I’ve always been terrible at waking up early. As soon as the alarm went off, I would hit the snooze button faster than I could think about hitting the snooze button. I hated waking up early, I felt too tired, too groggy. I had tried many times to become an early riser, only to fail every single time. As I mentioned in my previous posts, because I was a night owl, I always felt best after the sun went down. Being a night owl may not have been such a problem if my work schedule fit my natural sleep patterns, but I was expected to be in the office at 8am which made for an entertaining morning sprint out the door every single day!

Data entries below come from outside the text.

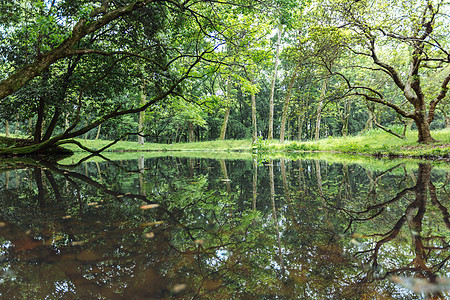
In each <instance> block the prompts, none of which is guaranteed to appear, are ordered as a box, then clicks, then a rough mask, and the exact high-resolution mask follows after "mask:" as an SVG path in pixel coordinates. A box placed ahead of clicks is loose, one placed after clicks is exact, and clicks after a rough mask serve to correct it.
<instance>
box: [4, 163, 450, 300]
mask: <svg viewBox="0 0 450 300" xmlns="http://www.w3.org/2000/svg"><path fill="white" fill-rule="evenodd" d="M449 199H450V197H449V175H448V173H445V172H443V171H439V170H432V167H431V166H430V165H427V164H421V165H419V166H418V169H417V170H412V169H409V168H406V167H405V166H404V165H398V166H395V167H392V168H390V169H386V170H371V169H364V168H362V167H360V166H357V165H347V164H343V165H340V164H325V163H323V162H319V161H306V160H305V161H285V160H280V161H268V162H264V163H260V164H258V162H257V160H254V161H248V162H247V161H225V160H220V161H214V160H199V159H193V158H191V159H180V158H170V157H169V158H152V159H144V157H139V159H138V161H137V162H136V161H121V162H110V163H107V162H101V163H98V162H84V163H83V164H82V165H80V166H78V167H75V168H72V169H69V168H63V167H61V166H57V165H55V164H51V163H48V162H44V161H40V162H31V161H27V162H25V161H14V160H9V161H0V211H1V215H0V251H1V252H0V268H1V269H0V272H1V273H2V279H1V280H0V295H1V298H5V299H7V298H25V299H33V298H37V299H44V298H58V299H59V298H65V299H72V298H77V299H80V298H83V299H97V298H103V299H120V298H126V299H154V298H180V299H192V298H202V299H211V298H214V299H233V298H250V299H253V298H255V299H261V298H285V299H292V298H303V299H309V298H314V299H333V298H334V299H385V298H389V299H421V298H427V299H445V298H446V297H448V296H449V293H448V290H449V289H450V287H449V285H450V283H449V279H448V278H449V277H450V274H449V271H448V261H449V259H450V256H449V254H448V252H449V251H448V247H449V236H450V235H449V232H450V231H449V229H450V222H449V213H448V207H449ZM155 204H158V205H155Z"/></svg>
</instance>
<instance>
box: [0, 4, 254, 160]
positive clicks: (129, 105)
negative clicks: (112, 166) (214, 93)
mask: <svg viewBox="0 0 450 300" xmlns="http://www.w3.org/2000/svg"><path fill="white" fill-rule="evenodd" d="M256 2H257V1H249V3H256ZM247 4H248V3H245V0H244V1H240V0H236V1H232V2H227V4H226V5H230V6H231V5H234V6H233V7H234V8H235V9H236V12H239V11H238V10H239V9H242V8H245V7H247V6H248V5H247ZM217 5H218V4H217V3H216V1H209V0H204V1H166V0H134V1H129V0H128V1H116V0H103V1H99V0H98V1H82V2H81V1H72V0H65V1H44V2H42V1H31V0H28V1H26V0H15V1H10V2H8V3H5V2H0V11H1V12H2V18H1V20H0V21H1V23H2V24H1V25H2V26H1V27H0V28H1V29H0V34H1V38H2V44H1V48H2V60H3V61H4V63H5V64H4V65H3V66H2V68H1V69H0V72H1V74H0V78H1V79H2V81H0V106H1V111H2V112H3V114H9V115H16V113H21V114H23V115H24V116H25V115H27V114H24V111H21V109H25V108H26V109H27V110H28V112H29V113H28V115H30V116H33V117H34V120H35V125H36V126H35V128H34V139H33V141H32V142H28V144H26V145H21V146H19V147H14V148H8V149H1V150H0V154H10V153H21V154H27V153H35V152H40V151H45V150H48V149H52V148H54V147H56V146H58V145H61V144H63V143H67V142H73V141H71V140H70V139H72V138H73V137H76V136H79V135H82V134H84V133H86V132H88V131H89V130H91V129H93V128H95V127H96V126H98V125H100V124H102V123H103V122H105V121H107V120H110V119H112V118H116V117H119V116H122V115H126V114H132V113H139V112H140V111H143V110H145V109H147V108H149V107H151V106H152V105H154V104H155V103H157V102H158V101H161V100H163V99H165V98H166V97H167V96H169V95H181V87H182V85H183V84H184V83H185V82H187V81H189V80H193V79H195V78H198V77H202V76H203V74H202V73H201V69H196V70H195V72H194V71H193V70H194V68H195V67H196V66H198V65H199V64H202V63H205V64H211V63H214V61H212V60H211V56H210V54H211V53H212V52H213V51H215V50H216V49H217V48H218V47H219V46H220V45H221V44H222V43H224V40H225V39H226V38H227V37H226V36H225V35H224V34H223V32H221V31H220V30H218V28H219V27H218V25H219V23H220V21H221V19H220V15H218V14H217V13H216V9H217ZM143 62H145V66H146V73H147V74H152V75H151V79H150V80H149V84H147V86H146V93H147V95H148V96H149V97H147V100H146V103H142V104H141V105H136V104H135V103H136V102H137V101H127V99H123V97H118V98H122V101H119V103H116V102H114V101H113V103H111V102H110V100H111V99H112V98H114V95H116V96H117V95H119V96H120V94H127V93H128V92H129V91H130V90H133V89H138V88H139V84H135V83H136V82H137V80H135V79H136V78H142V74H139V72H138V71H136V70H139V68H138V67H133V66H134V65H137V66H139V65H141V64H142V63H143ZM207 70H210V68H208V69H207ZM21 93H22V95H20V94H21ZM27 93H28V95H31V96H32V97H25V94H27ZM20 101H22V102H20ZM18 103H22V104H23V103H26V105H16V104H18ZM94 104H95V105H98V106H99V107H100V109H99V110H98V111H100V112H101V113H98V114H97V115H96V118H94V119H93V120H92V121H91V122H90V123H87V124H85V126H81V125H80V118H81V117H82V116H83V110H84V109H86V108H88V106H90V107H93V105H94ZM133 104H134V105H133ZM69 115H70V116H71V117H70V118H69ZM62 119H66V120H68V119H70V121H71V124H70V125H69V126H68V127H67V128H65V129H64V130H62V131H61V130H60V132H59V133H54V132H56V131H54V129H55V127H56V126H57V124H62V123H63V122H62Z"/></svg>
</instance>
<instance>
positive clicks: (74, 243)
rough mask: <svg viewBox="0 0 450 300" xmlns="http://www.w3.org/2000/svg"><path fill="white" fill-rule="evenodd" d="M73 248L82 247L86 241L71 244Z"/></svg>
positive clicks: (71, 243)
mask: <svg viewBox="0 0 450 300" xmlns="http://www.w3.org/2000/svg"><path fill="white" fill-rule="evenodd" d="M70 244H71V245H72V246H82V245H84V241H74V242H72V243H70Z"/></svg>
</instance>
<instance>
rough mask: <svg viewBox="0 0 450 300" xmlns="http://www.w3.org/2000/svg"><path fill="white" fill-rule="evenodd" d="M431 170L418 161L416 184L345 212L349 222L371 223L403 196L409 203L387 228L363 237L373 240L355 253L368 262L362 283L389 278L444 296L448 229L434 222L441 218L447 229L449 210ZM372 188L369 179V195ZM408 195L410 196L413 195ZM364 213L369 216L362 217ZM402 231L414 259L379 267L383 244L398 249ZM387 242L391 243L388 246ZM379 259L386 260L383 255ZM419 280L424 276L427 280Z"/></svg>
mask: <svg viewBox="0 0 450 300" xmlns="http://www.w3.org/2000/svg"><path fill="white" fill-rule="evenodd" d="M431 169H432V167H431V165H429V164H420V165H419V170H418V175H417V179H416V180H415V181H416V184H415V185H414V186H411V187H408V188H404V189H402V190H401V191H399V192H398V193H397V194H396V195H395V196H394V197H393V198H391V199H389V200H387V201H383V202H381V203H378V204H375V205H371V206H368V207H367V208H366V209H365V210H363V211H350V210H346V213H348V214H350V215H351V216H352V217H351V222H350V223H353V222H360V223H361V222H369V221H370V222H372V221H374V220H375V219H376V218H380V215H382V214H389V208H390V206H393V205H399V206H402V205H403V204H402V203H401V200H402V199H407V200H408V202H409V204H407V205H406V207H405V209H404V213H403V214H401V216H400V217H399V218H398V219H397V221H396V222H395V224H394V225H393V226H392V228H391V229H390V230H389V231H387V232H385V233H374V234H370V235H364V236H363V237H364V238H373V239H374V243H373V247H369V248H368V249H365V250H360V251H357V252H356V255H357V256H364V257H365V258H366V260H365V263H366V264H368V265H370V268H369V270H368V271H367V272H366V273H365V276H363V277H362V278H361V281H362V282H369V281H373V280H376V279H383V278H386V277H391V280H393V281H394V282H397V283H400V284H402V285H404V286H406V287H408V288H410V289H412V290H414V291H416V292H419V293H423V294H425V295H426V297H427V298H428V299H444V296H443V294H442V292H441V290H442V289H448V286H449V282H448V279H445V280H439V279H438V274H441V275H442V274H445V272H442V271H443V267H444V266H445V265H446V264H447V262H448V260H449V259H450V256H449V255H448V253H447V251H448V249H449V244H448V232H447V231H445V230H444V231H442V230H441V229H439V227H438V226H439V225H438V222H435V221H436V219H437V218H442V221H443V223H444V224H445V226H446V228H447V229H450V226H449V225H450V224H449V220H448V210H447V208H446V207H445V206H444V205H442V203H440V202H439V200H438V198H437V193H436V187H435V186H434V184H433V183H432V181H431V178H430V176H431ZM382 175H384V173H383V174H382ZM378 178H379V177H378ZM378 178H377V179H378ZM375 188H376V180H373V179H372V180H371V187H370V192H369V195H371V196H373V195H374V194H375ZM428 194H429V195H430V199H431V206H430V205H429V203H428ZM409 196H412V198H410V197H409ZM436 208H437V210H436ZM427 209H429V210H430V211H431V213H432V215H431V216H428V218H425V213H426V212H427ZM367 215H369V216H368V217H363V216H367ZM439 215H440V216H439ZM406 226H407V227H406ZM405 227H406V228H405ZM405 232H409V237H410V239H411V244H412V246H413V253H414V256H413V258H412V259H411V260H410V261H409V262H408V261H404V262H403V263H402V265H398V266H396V267H395V268H392V269H385V268H386V266H385V267H384V268H382V267H381V266H380V263H379V258H380V256H381V255H380V251H381V249H382V247H385V248H388V249H389V250H391V251H392V250H394V249H396V251H399V252H401V251H402V250H401V248H399V247H398V246H397V245H396V244H394V243H395V240H396V239H405V238H406V236H405V235H404V234H405ZM402 233H403V236H402V235H401V234H402ZM390 243H391V244H392V245H389V244H390ZM399 254H400V253H399ZM399 256H400V255H399ZM382 259H386V257H383V258H382ZM399 276H402V277H399ZM421 279H426V281H425V280H421Z"/></svg>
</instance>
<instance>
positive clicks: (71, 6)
mask: <svg viewBox="0 0 450 300" xmlns="http://www.w3.org/2000/svg"><path fill="white" fill-rule="evenodd" d="M449 4H450V2H448V1H445V0H417V1H406V0H401V1H392V0H359V1H358V0H354V1H351V0H323V1H319V0H229V1H221V0H102V1H99V0H98V1H95V0H82V1H80V0H77V1H74V0H43V1H42V0H39V1H36V0H0V37H1V43H0V47H1V52H0V53H1V54H0V55H1V61H2V63H1V64H0V80H1V82H0V115H1V119H2V122H1V124H0V132H2V133H5V134H6V137H9V136H15V137H16V138H17V137H21V138H20V139H16V143H15V144H14V145H13V146H9V147H4V146H3V145H2V147H0V154H7V155H8V154H33V153H37V152H43V151H49V150H54V149H55V148H56V147H58V146H61V145H64V144H68V143H75V144H78V145H80V143H79V142H78V141H77V140H75V138H84V139H104V140H119V139H125V140H132V141H139V143H141V144H142V143H144V141H147V142H156V143H168V144H170V143H178V142H193V141H209V140H217V139H220V140H224V139H252V140H253V141H256V140H273V139H276V140H279V141H280V142H284V141H286V140H299V141H306V140H317V139H320V138H325V137H329V136H348V135H355V134H359V133H361V132H366V131H369V130H372V129H374V128H380V129H381V130H384V131H387V132H389V133H391V134H393V135H395V136H397V137H398V138H403V137H404V136H405V132H406V131H407V130H415V131H417V141H418V142H420V143H432V142H433V141H434V138H433V136H432V131H431V130H433V129H439V128H448V127H449V126H450V113H449V106H450V101H449V97H448V93H447V91H448V86H449V81H450V65H449V63H450V47H449V46H450V45H449V42H450V40H449V35H448V24H449V18H450V15H449V14H448V12H449Z"/></svg>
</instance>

Fortunately, I was able to overcome the night owl chronotype by studying and experimenting with various theories and creating an effective method of early rising. After many attempts and many failures, I was able to re-create myself as an early bird. I currently wake up at 5:00 am and since creating the habit, I have personally seen a marked decrease in procrastination and solid improvement in my punctuality. If that’s not enough to convince you to wake up, here are a few more gifts waking up early will award you with.
I’ve always envied people who were able to wake up early and get their day started while people were still in their beds sound asleep. On the very few occasions that I had to wake up at the crack of dawn, I would always enjoy the tranquility of the early morning. The sound of birds chirping, the cool crisp air and the beauty of sunrise as it casts light onto the sleeping city. Even though I enjoyed every aspect of early mornings (except for the groggy feeling of being up so early), being a night owl, I was never able to experience the many benefits of early rising.

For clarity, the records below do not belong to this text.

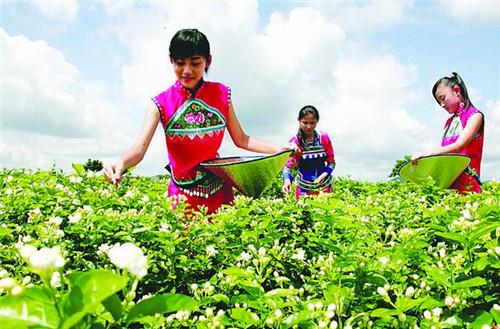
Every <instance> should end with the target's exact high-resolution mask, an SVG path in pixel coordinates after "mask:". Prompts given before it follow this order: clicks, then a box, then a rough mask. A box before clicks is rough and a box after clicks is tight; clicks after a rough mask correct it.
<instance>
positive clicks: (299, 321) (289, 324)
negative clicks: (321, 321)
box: [283, 310, 314, 328]
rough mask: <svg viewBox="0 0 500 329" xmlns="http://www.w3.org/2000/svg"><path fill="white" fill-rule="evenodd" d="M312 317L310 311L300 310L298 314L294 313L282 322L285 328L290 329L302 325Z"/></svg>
mask: <svg viewBox="0 0 500 329" xmlns="http://www.w3.org/2000/svg"><path fill="white" fill-rule="evenodd" d="M313 317H314V316H313V315H312V313H311V312H310V311H308V310H302V311H300V312H299V313H294V314H292V315H290V316H287V317H286V318H285V319H284V320H283V325H284V327H285V328H292V327H294V326H298V325H299V324H302V323H304V322H307V321H309V320H310V319H311V318H313ZM299 327H300V326H299ZM304 327H306V326H304Z"/></svg>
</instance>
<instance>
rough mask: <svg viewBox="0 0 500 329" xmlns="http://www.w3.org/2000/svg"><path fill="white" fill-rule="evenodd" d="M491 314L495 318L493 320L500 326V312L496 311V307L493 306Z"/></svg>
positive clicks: (492, 307) (491, 309)
mask: <svg viewBox="0 0 500 329" xmlns="http://www.w3.org/2000/svg"><path fill="white" fill-rule="evenodd" d="M490 314H491V315H492V316H493V319H494V320H495V322H496V323H497V324H500V310H498V309H495V306H493V307H492V308H491V310H490Z"/></svg>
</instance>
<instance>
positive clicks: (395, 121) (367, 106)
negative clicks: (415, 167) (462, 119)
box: [321, 54, 430, 179]
mask: <svg viewBox="0 0 500 329" xmlns="http://www.w3.org/2000/svg"><path fill="white" fill-rule="evenodd" d="M332 77H333V80H334V81H335V84H334V89H333V90H332V92H331V100H328V101H327V102H326V103H325V104H322V106H321V107H322V108H325V109H328V111H327V112H326V113H325V116H324V119H322V121H323V122H322V125H323V126H324V125H325V124H326V125H327V126H328V127H330V129H331V131H332V134H333V136H334V138H333V139H334V143H335V144H336V150H337V154H338V158H339V160H338V162H339V166H338V172H339V173H340V174H342V175H346V174H351V175H352V176H354V177H357V178H362V179H376V178H377V179H381V178H384V177H387V175H388V174H389V173H390V170H391V169H392V165H393V164H394V163H395V161H396V160H397V159H398V158H402V157H403V156H404V155H405V154H409V153H411V152H414V151H417V150H418V149H420V148H421V145H422V142H424V140H425V137H424V136H428V135H430V134H429V132H428V131H427V129H426V127H425V126H424V125H423V124H422V123H420V122H419V121H417V120H416V119H414V118H412V116H411V115H409V114H408V111H407V110H406V108H407V107H409V106H410V105H411V103H412V101H414V100H415V99H416V97H417V92H416V91H415V86H416V82H417V73H416V68H415V67H414V66H412V65H405V64H402V63H400V62H399V61H398V60H397V59H396V58H395V57H393V56H391V55H383V54H381V55H376V54H374V55H362V54H359V55H358V56H356V57H350V58H345V59H342V60H340V61H339V62H338V63H337V64H336V66H335V68H334V69H333V72H332Z"/></svg>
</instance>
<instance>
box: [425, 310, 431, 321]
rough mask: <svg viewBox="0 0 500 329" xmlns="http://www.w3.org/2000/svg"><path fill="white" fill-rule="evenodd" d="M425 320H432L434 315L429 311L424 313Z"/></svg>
mask: <svg viewBox="0 0 500 329" xmlns="http://www.w3.org/2000/svg"><path fill="white" fill-rule="evenodd" d="M424 318H425V319H427V320H430V319H432V314H431V312H430V311H429V310H425V312H424Z"/></svg>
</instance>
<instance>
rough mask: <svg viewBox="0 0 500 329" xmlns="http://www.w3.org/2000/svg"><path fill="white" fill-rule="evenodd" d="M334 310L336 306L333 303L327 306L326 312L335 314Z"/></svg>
mask: <svg viewBox="0 0 500 329" xmlns="http://www.w3.org/2000/svg"><path fill="white" fill-rule="evenodd" d="M336 309H337V305H335V304H333V303H332V304H329V305H328V311H331V312H335V310H336Z"/></svg>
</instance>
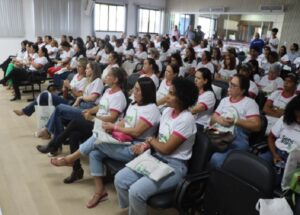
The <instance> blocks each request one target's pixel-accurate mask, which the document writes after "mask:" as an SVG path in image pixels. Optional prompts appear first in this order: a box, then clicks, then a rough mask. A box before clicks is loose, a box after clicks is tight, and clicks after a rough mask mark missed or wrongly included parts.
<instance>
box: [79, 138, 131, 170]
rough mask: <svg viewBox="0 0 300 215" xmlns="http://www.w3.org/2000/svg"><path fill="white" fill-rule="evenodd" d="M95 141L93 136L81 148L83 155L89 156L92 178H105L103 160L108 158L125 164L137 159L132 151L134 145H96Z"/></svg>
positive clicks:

Every morning was always haste, waking up in panic, cursing at the clock, jumping out of bed, showering up and running out to the car for an anxiety fueled drive to work. No, I was never able to even eat breakfast before rushing to work. To the casual observer, this is obviously an unhealthy living; not only am I jumping out of bed in panic that I had overslept, but having no time for a relaxed breakfast and the anxiety fueled rush to work driving as if I was on the final lap of a F1 race. I was miserable in the mornings and it showed in the office.